Le modèle de ces auteurs a apporté une contribution importante à cet égard, qui porte sur la description du comportement des adultes comme scripteurs. Appelé « knowledge-transforming model », ce que Cornaire & Raymond (1999) traduisent comme « connaissances-transformation », il montre la démarche d’un scripteur qui est capable d’adapter ses actions cognitives à l’identification de ses difficultés et de leur correction. Il ne se conforme pas à l’information qui est dans sa mémoire à long terme autrement que pour chercher d’autres ressources susceptibles d’améliorer les résultats de sa tâche. Il cherche à travailler la forme et le contenu du plan ainsi que les interactions entre le scripteur, le lecteur et le texte, en faisant des révisions fréquentes et en organisant son travail pour obtenir une bonne réception du destinataire.

Une autre contribution importante de ce modèle est qu’il se concentre sur l’analyse du travail que réalisent les scripteurs novices et les scripteurs experts comme deux activités opposées qui se valent au niveau des différentes stratégies pour développer les travaux d’écriture. En même temps il détermine les caractéristiques des scripteurs sans expérience (les enfants) et des scripteurs qui deviennent experts (les adultes).
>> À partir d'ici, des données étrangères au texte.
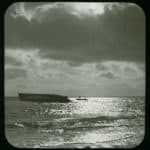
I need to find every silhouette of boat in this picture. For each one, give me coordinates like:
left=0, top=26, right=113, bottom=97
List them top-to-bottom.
left=18, top=93, right=70, bottom=103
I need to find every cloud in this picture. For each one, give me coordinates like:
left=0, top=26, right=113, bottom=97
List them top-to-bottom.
left=5, top=3, right=145, bottom=64
left=95, top=61, right=145, bottom=80
left=5, top=68, right=27, bottom=80
left=100, top=72, right=118, bottom=79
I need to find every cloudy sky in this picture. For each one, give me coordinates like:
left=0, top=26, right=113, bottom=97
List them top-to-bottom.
left=5, top=3, right=145, bottom=96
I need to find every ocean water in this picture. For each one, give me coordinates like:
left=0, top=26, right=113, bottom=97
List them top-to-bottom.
left=5, top=97, right=145, bottom=148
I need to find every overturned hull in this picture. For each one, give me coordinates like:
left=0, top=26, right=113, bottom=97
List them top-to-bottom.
left=19, top=93, right=70, bottom=103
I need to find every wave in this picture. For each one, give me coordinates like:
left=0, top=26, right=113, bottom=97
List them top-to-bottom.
left=6, top=113, right=143, bottom=130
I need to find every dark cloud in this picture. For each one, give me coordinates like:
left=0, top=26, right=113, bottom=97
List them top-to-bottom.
left=5, top=4, right=145, bottom=64
left=5, top=56, right=23, bottom=66
left=124, top=67, right=137, bottom=73
left=5, top=68, right=27, bottom=80
left=100, top=72, right=118, bottom=79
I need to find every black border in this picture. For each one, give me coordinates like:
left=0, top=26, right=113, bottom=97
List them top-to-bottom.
left=0, top=0, right=150, bottom=149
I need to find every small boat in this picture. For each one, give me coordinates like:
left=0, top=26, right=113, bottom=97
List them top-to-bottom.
left=76, top=96, right=88, bottom=100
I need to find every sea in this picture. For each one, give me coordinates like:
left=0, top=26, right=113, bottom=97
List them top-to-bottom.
left=5, top=96, right=145, bottom=148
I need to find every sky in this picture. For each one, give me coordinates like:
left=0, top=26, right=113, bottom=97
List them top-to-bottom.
left=5, top=2, right=145, bottom=96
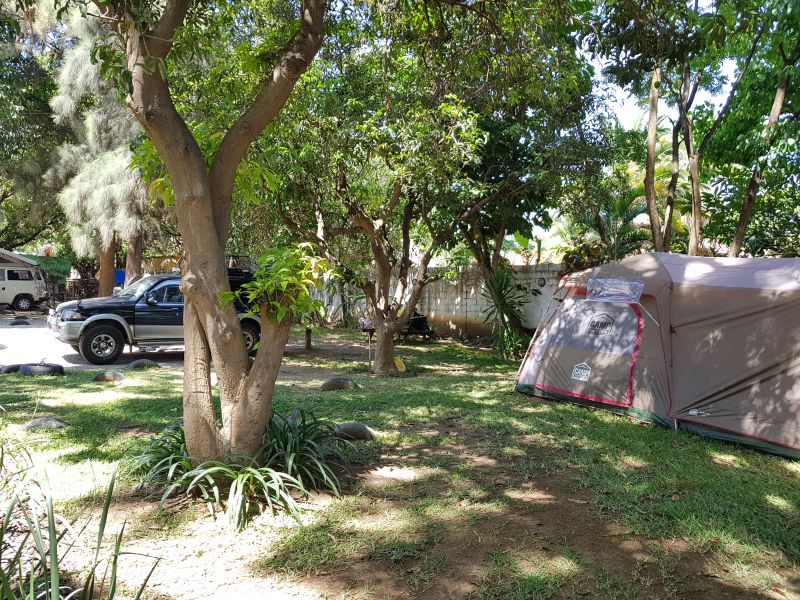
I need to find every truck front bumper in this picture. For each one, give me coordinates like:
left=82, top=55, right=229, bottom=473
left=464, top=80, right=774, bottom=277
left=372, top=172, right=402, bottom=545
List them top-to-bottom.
left=47, top=314, right=83, bottom=344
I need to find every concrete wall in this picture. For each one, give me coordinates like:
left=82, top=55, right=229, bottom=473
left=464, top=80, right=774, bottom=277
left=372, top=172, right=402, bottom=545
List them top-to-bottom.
left=323, top=263, right=561, bottom=337
left=419, top=263, right=561, bottom=337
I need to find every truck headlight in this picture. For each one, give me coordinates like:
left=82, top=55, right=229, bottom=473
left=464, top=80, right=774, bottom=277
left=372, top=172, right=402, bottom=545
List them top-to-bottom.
left=61, top=310, right=86, bottom=321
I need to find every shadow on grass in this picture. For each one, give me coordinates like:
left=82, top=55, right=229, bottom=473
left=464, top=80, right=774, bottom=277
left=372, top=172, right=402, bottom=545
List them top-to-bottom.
left=268, top=351, right=800, bottom=597
left=0, top=371, right=181, bottom=464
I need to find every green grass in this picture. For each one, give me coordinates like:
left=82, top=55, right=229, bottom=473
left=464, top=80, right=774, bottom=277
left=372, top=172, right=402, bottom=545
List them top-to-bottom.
left=0, top=331, right=800, bottom=598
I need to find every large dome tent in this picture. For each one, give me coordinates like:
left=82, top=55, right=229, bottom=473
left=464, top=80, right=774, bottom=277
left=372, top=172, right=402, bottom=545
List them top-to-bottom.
left=516, top=253, right=800, bottom=457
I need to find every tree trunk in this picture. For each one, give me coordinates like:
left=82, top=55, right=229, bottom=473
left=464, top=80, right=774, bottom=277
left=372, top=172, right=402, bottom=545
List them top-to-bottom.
left=118, top=0, right=327, bottom=460
left=728, top=61, right=791, bottom=257
left=644, top=65, right=665, bottom=252
left=663, top=121, right=681, bottom=252
left=689, top=154, right=703, bottom=256
left=728, top=166, right=764, bottom=258
left=125, top=231, right=144, bottom=286
left=97, top=236, right=117, bottom=298
left=336, top=278, right=353, bottom=325
left=222, top=314, right=291, bottom=456
left=372, top=323, right=397, bottom=375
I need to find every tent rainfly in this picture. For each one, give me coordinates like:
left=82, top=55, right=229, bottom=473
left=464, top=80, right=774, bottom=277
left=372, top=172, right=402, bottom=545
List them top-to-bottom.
left=516, top=253, right=800, bottom=458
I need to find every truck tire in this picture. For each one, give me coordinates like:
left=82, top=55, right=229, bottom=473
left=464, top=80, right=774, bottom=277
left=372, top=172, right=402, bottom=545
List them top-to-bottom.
left=12, top=294, right=33, bottom=310
left=242, top=321, right=261, bottom=355
left=78, top=325, right=125, bottom=365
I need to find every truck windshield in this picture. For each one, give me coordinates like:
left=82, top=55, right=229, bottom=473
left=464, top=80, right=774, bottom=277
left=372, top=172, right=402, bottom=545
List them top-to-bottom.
left=115, top=277, right=156, bottom=299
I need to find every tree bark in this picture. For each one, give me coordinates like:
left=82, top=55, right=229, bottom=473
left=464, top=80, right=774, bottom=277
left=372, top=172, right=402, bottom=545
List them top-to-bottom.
left=114, top=0, right=327, bottom=460
left=728, top=63, right=790, bottom=257
left=644, top=65, right=665, bottom=252
left=663, top=120, right=681, bottom=252
left=689, top=153, right=703, bottom=256
left=125, top=230, right=144, bottom=286
left=97, top=236, right=117, bottom=298
left=372, top=324, right=400, bottom=375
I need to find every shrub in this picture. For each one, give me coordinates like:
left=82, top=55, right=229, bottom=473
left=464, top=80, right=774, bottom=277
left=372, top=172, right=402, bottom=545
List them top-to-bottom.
left=482, top=265, right=541, bottom=358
Ce travail a contribué de manière significative à préciser le besoin du public de la recherche en raison de sa situation indéfinie entre le manque d’expérience des enfants, mais la capacité mentale des adultes.

Concernant cette situation, le modèle de Scardamalia & Bereiter (1992) affirme que le processus d’écriture ne peut pas être un modèle de processus unique, mais qu’il faut prendre en compte que différents modèles proposent différents stades de développement des compétences. Ils soutiennent que le

55 processus utilisé par un jeune étudiant et un écrivain mature ne peut pas être le même.

Cette même différence est contenue dans deux stratégies différentes qui permettent l’interaction du processus d’écriture: l’une consiste à l’énonciation des connaissances et l’autre à la transformation des connaissances. Selon Scardamalia & Bereiter (1992), les efforts d’éducation qu’ils se proposent d’effectuer sont fondés sur le principe que nous devons aider les étudiants à surmonter les processus de composition qui consistent à “rapporter la connaissance”5 aux processus de composition consistant à “transformer la connaissance”. Il s’agit d’un objectif pédagogique pratique et important qui va au-delà de l’enseignement de l’écriture et qui a des implications claires sur la façon dont les étudiants développent leurs connaissances.

La première stratégie proposée par Bereiter & Scardamalia réside dans le mode d’énonciation des connaissances. Elle se destine aux écrivains novices, qui génèrent l’information à partir d’une tâche (le sujet, le genre et certains termes ou éléments lexicaux de la tâche). Ils réduisent le travail de rédaction au thème et ils se concentrent sur l’écriture de ce qu’ils connaissent sur le thème. De cette manière, leurs textes reflètent l’organisation de leur pensée et l’ordre des idées qu’ils ont en mémoire, du fait qu’ils utilisent la consigne comme seule source de récupération des idées. Si l’information récupérée est appropriée au sujet, cela devient un écrit. L’un des inconvénients de ce processus est que les rédacteurs ne prennent pas en compte le lecteur cible du texte (Hayes & Flower, 1986; Bereiter & Scardamalia, 1987; Cassany, Luna & Sanz, 2007)

Ces auteurs affirment que, en ce qui concerne cette stratégie, les scripteurs novices n’ont pas d’objectifs ou d’intérêts clairs au moment de l’écriture. Ils affirment simplement que leur système d’exécution n’a pas de ressources pour introduire, de manière active, ces objectifs ou intérêts dans le processus de composition.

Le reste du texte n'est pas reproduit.